Bisogna subito dire che in Italia le cover più note sono state spesso una traduzione di brani già noti all’estero, soprattutto negli anni sessanta, con la beat generation italiana e con la musica pop, che ha tradotto un numero enorme di brani inglesi e americani spesso all’insaputa del pubblico, che credeva che l’interprete fosse anche l’autore originale.

La traduzione e l’adattamento della melodia però spesso possono portare a incongruenze o addirittura cambi totali rispetto al testo originale: basti fare l’esempio di “Una città per cantare” di Ron, il cui originale è “The Road” di Danny O’Keefe. Talune volte però la traduzione può addirittura migliorare la canzone originale, come nel caso di “Se perdo anche te”, traduzione di Franco Migliacci per Gianni Morandi dell’originale di Neil DiamondSolitary Man”.

gloriaDobbiamo anche dire, però, che quando c’è uno stravolgimento totale del testo originario, il termine cover comincia ad andare stretto, e forse sarebbe il caso di usare un termine più corretto come “remake” o adattamento. Negli anni Sessanta impazzava anche il fenomeno dei “tributi“, quando cioè artisti di successo eseguivano una cover per onorare e omaggiare (in inglese “to pay tribute to“) un artista da loro apprezzato (ad esempio Sting ha reinterpretato con successo “Little Wing” di Jimi Hendrix), con la nascista delle “cover band” e delle “tribute band”, gruppi che riproducono fedelmente le musiche, i testi e a volte anche i look di un altro gruppo. In Italia, artisti come Fabrizio de Andrè e Lucio Battisti e hanno ricevuto numerosissimi tributi, come nel caso di “Innocenti Evasioni”, 3 album tributo a Lucio Battisti che annoveravano tra gli interpreti Fabio Concato, Nek, Giorgia e Samuele Bersani.

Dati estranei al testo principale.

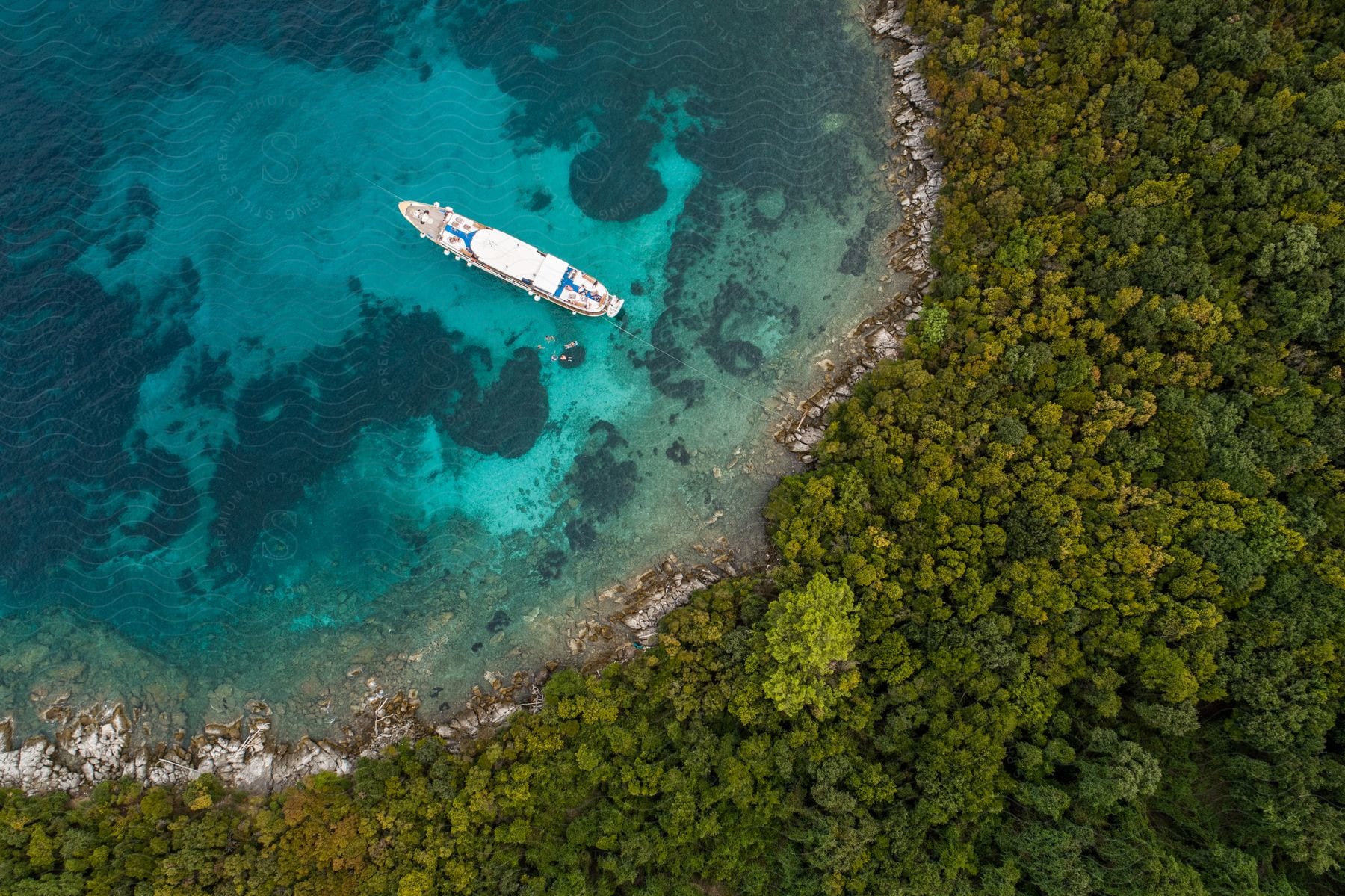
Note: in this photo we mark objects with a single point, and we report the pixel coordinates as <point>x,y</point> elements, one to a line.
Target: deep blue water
<point>255,433</point>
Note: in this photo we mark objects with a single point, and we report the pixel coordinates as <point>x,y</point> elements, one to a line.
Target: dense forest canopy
<point>1060,610</point>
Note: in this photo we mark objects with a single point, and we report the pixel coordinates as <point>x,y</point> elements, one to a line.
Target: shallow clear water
<point>257,433</point>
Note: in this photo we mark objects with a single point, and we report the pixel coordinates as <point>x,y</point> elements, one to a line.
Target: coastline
<point>100,743</point>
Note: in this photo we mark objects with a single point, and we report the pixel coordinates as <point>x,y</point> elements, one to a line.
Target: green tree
<point>805,645</point>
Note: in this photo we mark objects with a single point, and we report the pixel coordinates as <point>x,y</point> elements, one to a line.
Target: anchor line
<point>689,366</point>
<point>380,186</point>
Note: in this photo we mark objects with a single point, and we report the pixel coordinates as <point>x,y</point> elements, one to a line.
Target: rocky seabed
<point>105,741</point>
<point>916,178</point>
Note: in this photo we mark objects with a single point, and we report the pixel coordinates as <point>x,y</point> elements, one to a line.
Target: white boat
<point>511,260</point>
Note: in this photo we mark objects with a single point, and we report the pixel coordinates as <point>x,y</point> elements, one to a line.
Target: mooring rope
<point>380,186</point>
<point>689,366</point>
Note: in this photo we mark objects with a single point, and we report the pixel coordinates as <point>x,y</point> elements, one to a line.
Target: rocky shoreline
<point>916,176</point>
<point>107,741</point>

In Italia, sempre negli anni ’60 e ’70, ci fu anche il fenomeno degli interpreti stranieri, specialmente angloamericani, che riprendevano canzoni italiane: basti citare “Help Yourself” di Tom Jones il cui originale era “Gli occhi miei” di Dino e Wilma Goich e “You’re my world” di Cilla Black il cui originale è “Il mio mondo” di Umberto Bindi.

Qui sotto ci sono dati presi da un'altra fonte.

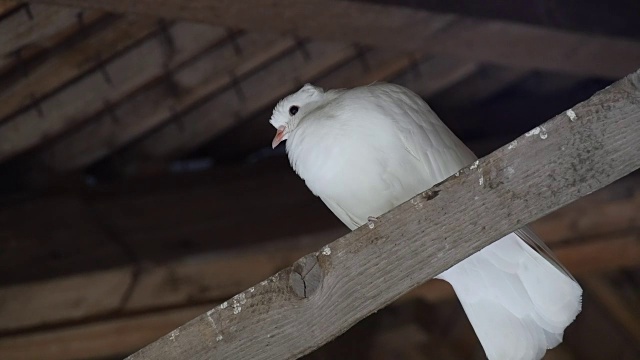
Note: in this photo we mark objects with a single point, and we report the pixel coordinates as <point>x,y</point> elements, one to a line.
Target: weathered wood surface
<point>404,29</point>
<point>324,293</point>
<point>97,90</point>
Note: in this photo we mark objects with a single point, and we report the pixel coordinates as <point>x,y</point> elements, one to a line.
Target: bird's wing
<point>424,135</point>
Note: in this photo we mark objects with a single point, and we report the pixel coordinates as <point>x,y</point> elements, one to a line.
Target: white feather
<point>366,150</point>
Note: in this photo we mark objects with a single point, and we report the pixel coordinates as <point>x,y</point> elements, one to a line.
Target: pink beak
<point>278,138</point>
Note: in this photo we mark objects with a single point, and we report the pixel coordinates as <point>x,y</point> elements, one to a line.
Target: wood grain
<point>405,29</point>
<point>566,158</point>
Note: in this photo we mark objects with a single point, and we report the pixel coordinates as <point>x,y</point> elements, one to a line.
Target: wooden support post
<point>324,293</point>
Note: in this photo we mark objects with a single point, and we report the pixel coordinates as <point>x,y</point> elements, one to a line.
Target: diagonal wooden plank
<point>405,29</point>
<point>33,23</point>
<point>114,81</point>
<point>73,62</point>
<point>156,106</point>
<point>207,279</point>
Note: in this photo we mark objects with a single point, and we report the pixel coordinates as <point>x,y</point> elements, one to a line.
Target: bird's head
<point>288,112</point>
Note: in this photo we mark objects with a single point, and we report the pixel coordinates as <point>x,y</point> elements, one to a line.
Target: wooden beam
<point>114,81</point>
<point>405,29</point>
<point>624,313</point>
<point>572,155</point>
<point>259,91</point>
<point>156,106</point>
<point>73,62</point>
<point>195,128</point>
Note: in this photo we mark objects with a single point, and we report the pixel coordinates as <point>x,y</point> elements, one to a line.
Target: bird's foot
<point>371,221</point>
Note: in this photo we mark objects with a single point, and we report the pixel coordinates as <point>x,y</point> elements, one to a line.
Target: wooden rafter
<point>156,106</point>
<point>225,110</point>
<point>197,127</point>
<point>404,29</point>
<point>72,63</point>
<point>109,83</point>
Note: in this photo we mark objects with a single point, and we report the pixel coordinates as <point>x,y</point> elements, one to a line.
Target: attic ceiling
<point>86,89</point>
<point>134,137</point>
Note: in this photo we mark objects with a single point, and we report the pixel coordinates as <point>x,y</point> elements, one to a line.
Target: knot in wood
<point>306,276</point>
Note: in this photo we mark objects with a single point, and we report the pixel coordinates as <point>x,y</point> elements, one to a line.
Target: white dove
<point>384,140</point>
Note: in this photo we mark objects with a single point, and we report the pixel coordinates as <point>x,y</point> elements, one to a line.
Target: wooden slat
<point>205,279</point>
<point>405,29</point>
<point>156,106</point>
<point>567,157</point>
<point>115,81</point>
<point>73,62</point>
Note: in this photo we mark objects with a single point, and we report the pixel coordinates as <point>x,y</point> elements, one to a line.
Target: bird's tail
<point>519,301</point>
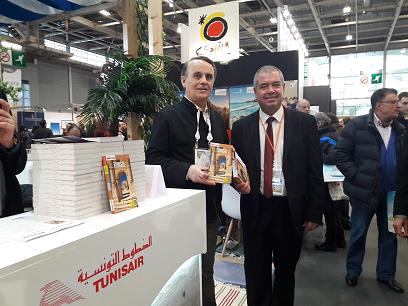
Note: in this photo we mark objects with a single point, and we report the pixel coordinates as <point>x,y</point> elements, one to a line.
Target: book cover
<point>239,171</point>
<point>221,163</point>
<point>119,182</point>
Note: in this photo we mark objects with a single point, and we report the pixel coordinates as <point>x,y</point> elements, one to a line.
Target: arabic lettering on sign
<point>118,257</point>
<point>213,49</point>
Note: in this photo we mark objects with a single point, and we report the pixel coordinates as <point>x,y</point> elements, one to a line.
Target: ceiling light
<point>285,12</point>
<point>9,45</point>
<point>110,23</point>
<point>104,13</point>
<point>346,10</point>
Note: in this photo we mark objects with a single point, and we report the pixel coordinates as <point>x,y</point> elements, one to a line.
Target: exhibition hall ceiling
<point>371,25</point>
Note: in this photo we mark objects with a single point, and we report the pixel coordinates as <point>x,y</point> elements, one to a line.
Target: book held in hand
<point>119,182</point>
<point>221,163</point>
<point>239,171</point>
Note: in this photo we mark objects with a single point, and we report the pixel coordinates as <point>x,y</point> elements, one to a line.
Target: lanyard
<point>274,147</point>
<point>208,122</point>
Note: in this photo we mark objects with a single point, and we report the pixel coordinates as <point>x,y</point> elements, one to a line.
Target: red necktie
<point>268,160</point>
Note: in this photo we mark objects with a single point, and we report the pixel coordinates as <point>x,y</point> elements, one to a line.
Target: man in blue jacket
<point>368,154</point>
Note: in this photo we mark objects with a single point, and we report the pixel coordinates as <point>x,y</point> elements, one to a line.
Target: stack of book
<point>68,178</point>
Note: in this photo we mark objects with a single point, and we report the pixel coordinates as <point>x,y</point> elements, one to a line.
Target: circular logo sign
<point>213,27</point>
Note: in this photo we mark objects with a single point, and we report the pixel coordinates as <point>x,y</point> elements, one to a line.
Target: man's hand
<point>200,175</point>
<point>7,125</point>
<point>310,226</point>
<point>401,226</point>
<point>243,188</point>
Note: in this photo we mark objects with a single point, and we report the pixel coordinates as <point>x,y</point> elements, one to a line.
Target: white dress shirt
<point>278,155</point>
<point>385,132</point>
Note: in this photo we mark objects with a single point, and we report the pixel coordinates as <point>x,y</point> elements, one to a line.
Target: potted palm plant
<point>131,87</point>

Negli anni successivi le cover e le reincisioni delle canzoni italiane sono spesso state fatte da cantanti latino-americani, giapponesi o dell’ex-blocco sovietico.

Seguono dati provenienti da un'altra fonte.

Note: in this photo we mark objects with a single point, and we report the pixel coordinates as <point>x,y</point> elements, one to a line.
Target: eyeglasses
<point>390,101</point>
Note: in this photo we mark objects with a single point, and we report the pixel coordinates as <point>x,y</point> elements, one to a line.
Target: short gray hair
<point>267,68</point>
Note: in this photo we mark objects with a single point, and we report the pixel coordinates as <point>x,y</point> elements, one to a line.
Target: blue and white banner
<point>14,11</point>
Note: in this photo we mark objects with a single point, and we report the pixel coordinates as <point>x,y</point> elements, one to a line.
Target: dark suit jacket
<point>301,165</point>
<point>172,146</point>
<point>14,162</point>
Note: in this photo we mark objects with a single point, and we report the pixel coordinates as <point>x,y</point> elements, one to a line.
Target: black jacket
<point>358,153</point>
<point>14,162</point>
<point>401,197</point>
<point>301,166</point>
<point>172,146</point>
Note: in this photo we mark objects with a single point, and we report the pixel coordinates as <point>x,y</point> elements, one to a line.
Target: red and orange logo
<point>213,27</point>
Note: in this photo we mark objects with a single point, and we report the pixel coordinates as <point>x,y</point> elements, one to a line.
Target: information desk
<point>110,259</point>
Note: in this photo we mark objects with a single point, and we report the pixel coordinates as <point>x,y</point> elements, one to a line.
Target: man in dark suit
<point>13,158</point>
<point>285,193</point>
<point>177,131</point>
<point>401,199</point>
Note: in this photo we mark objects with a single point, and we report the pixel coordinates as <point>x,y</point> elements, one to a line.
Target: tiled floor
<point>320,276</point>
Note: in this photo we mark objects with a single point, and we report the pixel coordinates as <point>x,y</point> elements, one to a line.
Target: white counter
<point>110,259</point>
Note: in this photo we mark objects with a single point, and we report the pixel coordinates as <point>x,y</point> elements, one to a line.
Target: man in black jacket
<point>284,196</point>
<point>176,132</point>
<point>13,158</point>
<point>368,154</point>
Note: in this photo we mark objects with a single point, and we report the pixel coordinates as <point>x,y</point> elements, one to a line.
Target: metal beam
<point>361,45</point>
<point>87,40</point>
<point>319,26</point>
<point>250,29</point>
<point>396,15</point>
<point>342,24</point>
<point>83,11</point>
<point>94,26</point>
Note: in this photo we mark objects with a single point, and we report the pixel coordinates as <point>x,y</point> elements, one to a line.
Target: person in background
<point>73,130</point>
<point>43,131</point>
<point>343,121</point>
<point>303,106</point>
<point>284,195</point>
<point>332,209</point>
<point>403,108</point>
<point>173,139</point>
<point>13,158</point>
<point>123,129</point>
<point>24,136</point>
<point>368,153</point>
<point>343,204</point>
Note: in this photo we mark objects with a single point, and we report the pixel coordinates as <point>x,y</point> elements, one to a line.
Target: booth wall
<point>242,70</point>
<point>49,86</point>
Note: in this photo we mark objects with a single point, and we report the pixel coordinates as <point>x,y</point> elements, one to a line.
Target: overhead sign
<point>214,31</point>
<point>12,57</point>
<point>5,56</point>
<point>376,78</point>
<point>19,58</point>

Facendo una breve carrellata delle cover italiane, spiccano alcuni brani notevolissimi come “You Were On My Mind” del duo folk Ian and Sylvia, resa famosa dall’Equipe 84 con il titolo “Io ho in mente te“, “La primavera” cantata da Marina Rei e che è una traduzione della canzone “You To Me Are Everything” dei The Real Thing, oppure interi album di cover come “Fleurs” di Franco Battiato, “Io canto” di Laura Pausini o “Acchiappanuvole” di Mango: dobbiamo però dire che la più prolifica interprete di cover in Italia è stata senz’altro Mina, che per molti anni ha pubblicato ogni anno un doppio album con un disco di inediti e uno di cover.

Dall’altro lato invece troviamo “Azzurro” di Adriano Celentano ricantata da Ken Dodd con il titolo “”Blue Skies“, “Gloria” di Umberto Tozzi ricantata da Laura Branigan in versione dance, “Io che non vivo (senza te)” di Pino Donaggio ricantata nientepopodimeno che da Dusty Springfield ed Elvis Presley con il titolo “You don’t have to say you love me”, “Legata ad un granello di sabbia” di Nico Fidenco reinterpretata da Cliff Richard con il titolo letterale “A little grain of sand“, “Linda” dei Pooh tradotta da Miguel Bosé, “Lontano dagli occhi” di Sergio Endrigo cantata da Petula Clark con il titolo “If Ever You’re Lonely” e per finire la stupenda “Parole parole” di Mina e Alberto Lupo ricantata dalla coppia d’eccezione formata da Dalida e Alain Delon (“Paroles, paroles“).